If McDaniel is nominated and elected as president in 2015, that action would be consistent with a more than 50-year-old practice of rotating the BGAV presidency between ministers and laypersons — another well-established tradition that isn’t required by bylaws.
“Nancy and I have known each other since our Baptist Student Union days at the College of William and Mary over 40 years ago,” said Browning, retired pastor of Huguenot Road Baptist Church in Richmond. “Through those many years of friendship, I have witnessed firsthand her spiritual gifts as well as her leadership capabilities. She has served Virginia Baptist churches and the Baptist General Association of Virginia in a number of capacities and has done so with dignity and grace. We will all benefit from her experience, her wisdom and her deep sense of responsibility.”
Though McDaniel would be the first female pastor to serve as president, the BGAV has long elected women to the presidency — including one who, if elected, McDaniel would likely succeed. Ann Brown, a Gretna, Va., woman currently serving as first vice president, will be nominated for president in November.

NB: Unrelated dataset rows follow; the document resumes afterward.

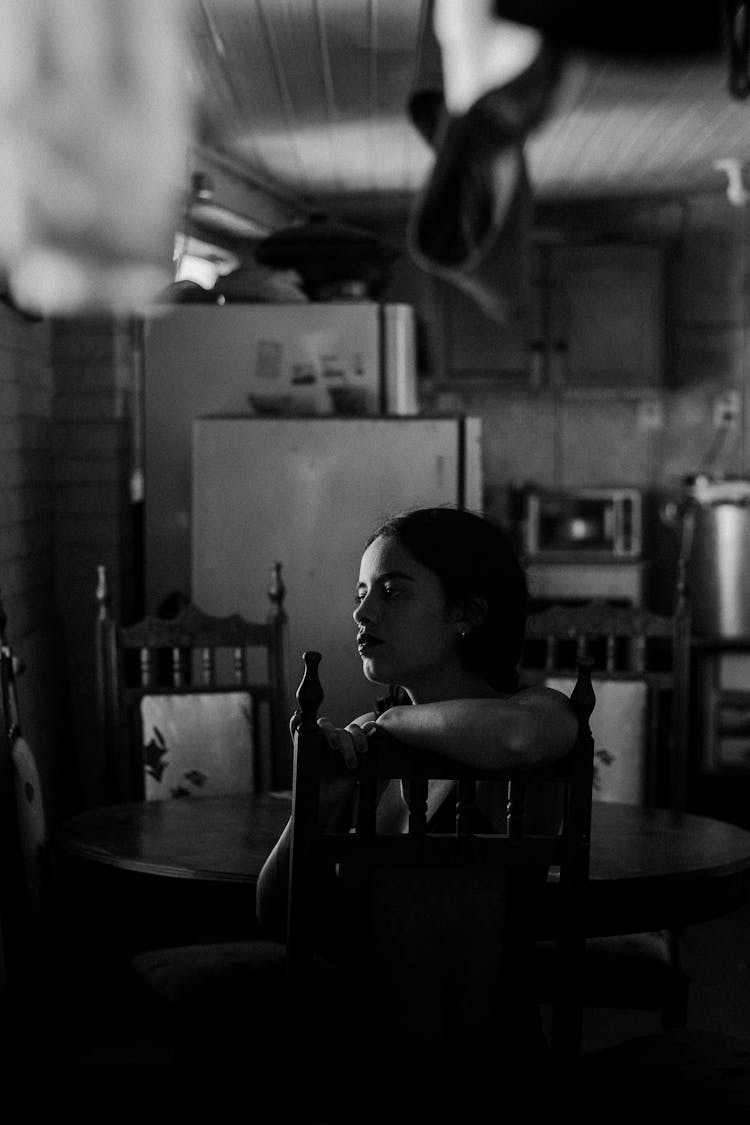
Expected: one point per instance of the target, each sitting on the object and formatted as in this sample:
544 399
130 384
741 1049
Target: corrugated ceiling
310 95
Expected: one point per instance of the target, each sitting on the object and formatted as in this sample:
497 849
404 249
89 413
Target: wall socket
726 410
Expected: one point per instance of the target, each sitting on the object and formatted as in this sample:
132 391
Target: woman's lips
367 641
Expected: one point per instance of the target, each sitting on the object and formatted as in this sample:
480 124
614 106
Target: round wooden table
650 869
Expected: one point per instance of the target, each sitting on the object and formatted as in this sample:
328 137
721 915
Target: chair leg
674 1011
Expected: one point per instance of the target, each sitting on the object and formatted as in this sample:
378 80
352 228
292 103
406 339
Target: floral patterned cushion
197 745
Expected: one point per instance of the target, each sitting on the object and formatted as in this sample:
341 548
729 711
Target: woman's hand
349 741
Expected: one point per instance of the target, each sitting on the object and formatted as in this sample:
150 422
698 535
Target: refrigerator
307 493
305 359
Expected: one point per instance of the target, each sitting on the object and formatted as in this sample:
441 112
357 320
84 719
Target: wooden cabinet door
605 315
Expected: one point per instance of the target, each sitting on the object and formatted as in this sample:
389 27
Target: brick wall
66 402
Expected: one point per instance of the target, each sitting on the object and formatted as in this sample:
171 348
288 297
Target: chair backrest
25 887
641 665
470 918
193 704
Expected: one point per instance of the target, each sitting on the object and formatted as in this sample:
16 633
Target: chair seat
623 971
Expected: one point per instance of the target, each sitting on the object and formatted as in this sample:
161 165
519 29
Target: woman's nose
362 611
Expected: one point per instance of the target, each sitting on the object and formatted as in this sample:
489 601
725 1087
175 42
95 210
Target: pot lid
321 237
704 489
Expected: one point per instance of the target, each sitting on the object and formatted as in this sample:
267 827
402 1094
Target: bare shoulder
542 698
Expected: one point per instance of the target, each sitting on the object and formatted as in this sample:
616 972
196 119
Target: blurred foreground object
95 120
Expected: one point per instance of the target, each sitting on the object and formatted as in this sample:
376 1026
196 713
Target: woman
440 611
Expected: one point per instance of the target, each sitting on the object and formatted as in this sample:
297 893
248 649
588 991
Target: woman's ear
473 613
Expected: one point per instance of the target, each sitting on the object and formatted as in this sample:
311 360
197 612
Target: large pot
717 514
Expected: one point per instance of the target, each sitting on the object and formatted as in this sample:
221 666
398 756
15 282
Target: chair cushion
197 745
620 736
623 971
699 1072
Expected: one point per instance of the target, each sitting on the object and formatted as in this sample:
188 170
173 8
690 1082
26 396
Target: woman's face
407 632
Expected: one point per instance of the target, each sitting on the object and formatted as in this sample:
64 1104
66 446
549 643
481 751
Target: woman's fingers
359 738
342 740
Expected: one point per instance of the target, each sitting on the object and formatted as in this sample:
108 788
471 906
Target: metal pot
716 519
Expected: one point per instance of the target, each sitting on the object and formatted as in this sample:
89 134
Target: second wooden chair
184 709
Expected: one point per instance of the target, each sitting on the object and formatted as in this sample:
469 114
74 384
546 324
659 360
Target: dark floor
716 956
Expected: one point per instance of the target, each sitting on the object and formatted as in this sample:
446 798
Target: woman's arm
536 725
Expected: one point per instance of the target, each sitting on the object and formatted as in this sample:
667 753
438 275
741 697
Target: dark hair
472 557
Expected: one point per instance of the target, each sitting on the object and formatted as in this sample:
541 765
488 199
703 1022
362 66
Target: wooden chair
186 705
459 935
640 668
423 973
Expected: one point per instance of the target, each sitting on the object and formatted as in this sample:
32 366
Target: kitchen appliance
605 522
308 358
307 492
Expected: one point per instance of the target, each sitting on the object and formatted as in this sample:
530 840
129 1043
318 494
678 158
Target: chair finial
102 592
309 693
277 588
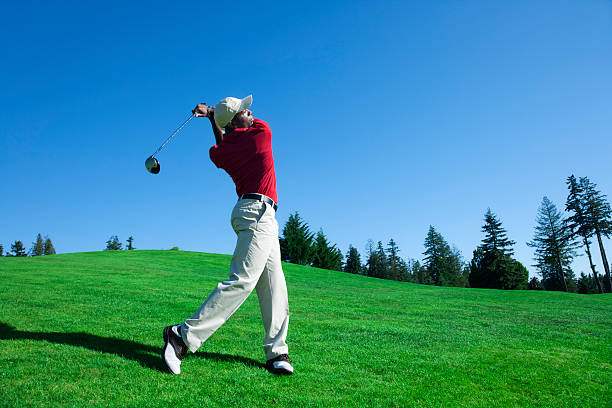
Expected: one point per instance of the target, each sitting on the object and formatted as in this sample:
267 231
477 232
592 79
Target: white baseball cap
229 107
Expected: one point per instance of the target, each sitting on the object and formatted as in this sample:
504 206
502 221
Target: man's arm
203 110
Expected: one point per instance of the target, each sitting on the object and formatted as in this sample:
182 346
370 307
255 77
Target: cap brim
246 102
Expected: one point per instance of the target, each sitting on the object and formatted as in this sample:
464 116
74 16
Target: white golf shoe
280 365
174 349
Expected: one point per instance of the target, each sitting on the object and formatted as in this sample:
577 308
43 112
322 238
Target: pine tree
495 239
434 255
404 271
113 244
599 218
325 256
394 261
492 265
578 222
130 242
353 261
443 265
377 262
420 275
48 248
38 246
555 247
18 249
534 284
586 284
297 241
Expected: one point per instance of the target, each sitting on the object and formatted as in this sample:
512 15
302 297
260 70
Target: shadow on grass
147 356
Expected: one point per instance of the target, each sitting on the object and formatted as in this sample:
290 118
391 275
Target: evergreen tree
394 261
534 284
38 246
325 256
495 240
444 266
492 265
586 284
130 242
599 218
420 274
377 263
353 261
555 247
48 248
404 271
113 244
297 241
578 222
18 249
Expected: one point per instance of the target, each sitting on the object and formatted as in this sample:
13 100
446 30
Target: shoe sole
166 343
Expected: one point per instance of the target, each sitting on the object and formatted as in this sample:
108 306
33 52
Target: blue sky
387 117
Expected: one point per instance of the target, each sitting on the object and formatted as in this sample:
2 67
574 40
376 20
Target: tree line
556 241
113 244
39 247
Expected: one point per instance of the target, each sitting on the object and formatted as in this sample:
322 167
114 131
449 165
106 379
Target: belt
260 197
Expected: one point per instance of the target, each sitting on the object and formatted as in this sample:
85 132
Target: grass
85 330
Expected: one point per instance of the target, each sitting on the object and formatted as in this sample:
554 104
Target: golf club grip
174 133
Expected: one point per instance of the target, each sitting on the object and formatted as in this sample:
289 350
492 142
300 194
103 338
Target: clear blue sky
387 117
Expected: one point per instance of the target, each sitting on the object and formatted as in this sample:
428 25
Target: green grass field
86 330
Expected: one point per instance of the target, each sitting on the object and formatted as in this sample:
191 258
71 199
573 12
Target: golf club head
152 165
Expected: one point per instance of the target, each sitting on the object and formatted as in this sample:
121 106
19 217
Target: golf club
152 164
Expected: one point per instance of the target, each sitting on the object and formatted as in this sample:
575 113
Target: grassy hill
85 330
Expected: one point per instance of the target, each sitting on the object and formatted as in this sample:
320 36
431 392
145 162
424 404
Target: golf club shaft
172 135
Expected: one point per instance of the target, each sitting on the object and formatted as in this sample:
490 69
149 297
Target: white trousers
256 264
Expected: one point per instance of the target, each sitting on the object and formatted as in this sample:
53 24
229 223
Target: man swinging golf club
243 149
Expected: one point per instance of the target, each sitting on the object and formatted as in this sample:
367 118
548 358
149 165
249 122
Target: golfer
244 150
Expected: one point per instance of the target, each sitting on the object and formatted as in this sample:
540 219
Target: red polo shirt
246 155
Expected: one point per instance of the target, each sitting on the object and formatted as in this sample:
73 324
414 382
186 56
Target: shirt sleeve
263 129
215 156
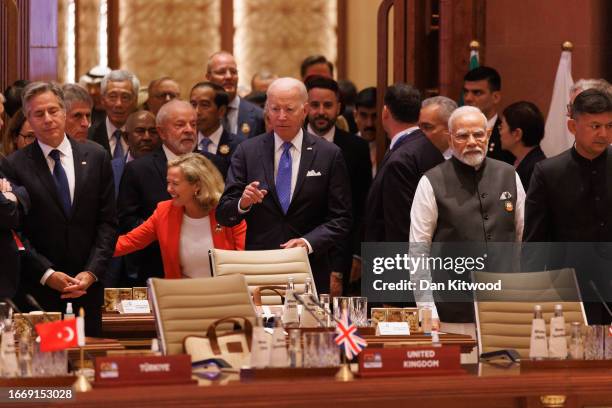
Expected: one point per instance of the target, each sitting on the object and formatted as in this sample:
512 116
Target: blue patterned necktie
118 152
204 143
61 181
283 177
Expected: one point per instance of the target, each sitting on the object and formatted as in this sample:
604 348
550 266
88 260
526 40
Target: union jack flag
347 337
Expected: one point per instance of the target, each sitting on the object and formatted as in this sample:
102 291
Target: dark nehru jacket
471 209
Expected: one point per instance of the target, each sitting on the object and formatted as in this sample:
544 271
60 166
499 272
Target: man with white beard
469 198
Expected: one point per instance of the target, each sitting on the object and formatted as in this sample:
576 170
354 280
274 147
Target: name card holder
408 361
143 370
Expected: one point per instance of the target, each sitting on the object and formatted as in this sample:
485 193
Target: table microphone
37 306
601 299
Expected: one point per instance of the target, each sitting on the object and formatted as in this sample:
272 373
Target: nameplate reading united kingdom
406 361
393 329
134 306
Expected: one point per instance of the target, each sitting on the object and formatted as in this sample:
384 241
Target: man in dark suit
411 154
291 187
242 117
569 202
482 89
323 110
144 185
210 102
119 98
71 222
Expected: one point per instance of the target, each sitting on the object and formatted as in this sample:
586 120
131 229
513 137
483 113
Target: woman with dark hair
18 134
521 131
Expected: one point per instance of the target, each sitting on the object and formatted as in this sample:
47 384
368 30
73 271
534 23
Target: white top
112 141
66 159
195 241
232 115
329 136
214 140
423 223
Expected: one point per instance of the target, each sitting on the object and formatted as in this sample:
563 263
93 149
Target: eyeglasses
464 136
141 131
28 137
166 95
596 126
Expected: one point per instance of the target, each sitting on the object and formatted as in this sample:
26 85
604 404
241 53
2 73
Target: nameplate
406 361
143 370
134 306
393 329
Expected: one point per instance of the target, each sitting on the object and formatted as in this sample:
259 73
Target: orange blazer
164 225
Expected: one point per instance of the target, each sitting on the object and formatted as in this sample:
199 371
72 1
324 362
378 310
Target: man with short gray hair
71 221
119 90
433 121
468 198
143 184
78 111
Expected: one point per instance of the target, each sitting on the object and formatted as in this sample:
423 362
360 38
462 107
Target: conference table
482 385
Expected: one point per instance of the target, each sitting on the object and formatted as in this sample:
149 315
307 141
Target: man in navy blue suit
242 117
291 187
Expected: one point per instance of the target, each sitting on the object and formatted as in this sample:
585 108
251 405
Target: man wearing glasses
570 201
242 117
119 96
469 198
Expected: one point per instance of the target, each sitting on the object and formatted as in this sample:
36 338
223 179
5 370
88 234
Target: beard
473 158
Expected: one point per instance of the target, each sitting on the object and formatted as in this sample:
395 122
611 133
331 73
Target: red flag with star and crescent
61 335
347 337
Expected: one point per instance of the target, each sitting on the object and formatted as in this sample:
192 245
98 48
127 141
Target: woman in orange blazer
185 226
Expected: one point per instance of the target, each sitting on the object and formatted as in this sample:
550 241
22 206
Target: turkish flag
61 335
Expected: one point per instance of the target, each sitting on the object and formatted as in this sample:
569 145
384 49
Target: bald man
290 186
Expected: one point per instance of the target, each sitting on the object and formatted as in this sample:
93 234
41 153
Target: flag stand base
345 373
82 384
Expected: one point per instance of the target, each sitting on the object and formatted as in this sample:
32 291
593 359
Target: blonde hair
198 170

McDaniel has been pastor at the Rhoadesville church for 14 years. For 20 years prior to that she was minister of education, and later associate pastor for education, at First Baptist Church in Martinsville, Va. She holds degrees from the College of William and Mary in Williamsburg, Va., and Southeastern Baptist Theological Seminary in Wake Forest, N.C.
She has served several terms on the Virginia Baptist Mission Board, where she chaired its education subcommittee. Active in both partnership missions and the Goshen Baptist Association, McDaniel also has been moderator of both the Cooperative Baptist Fellowship of Virginia and Virginia Baptist Women in Ministry.
Other than McDaniel and Brown, no other candidates have been announced for BGAV offices.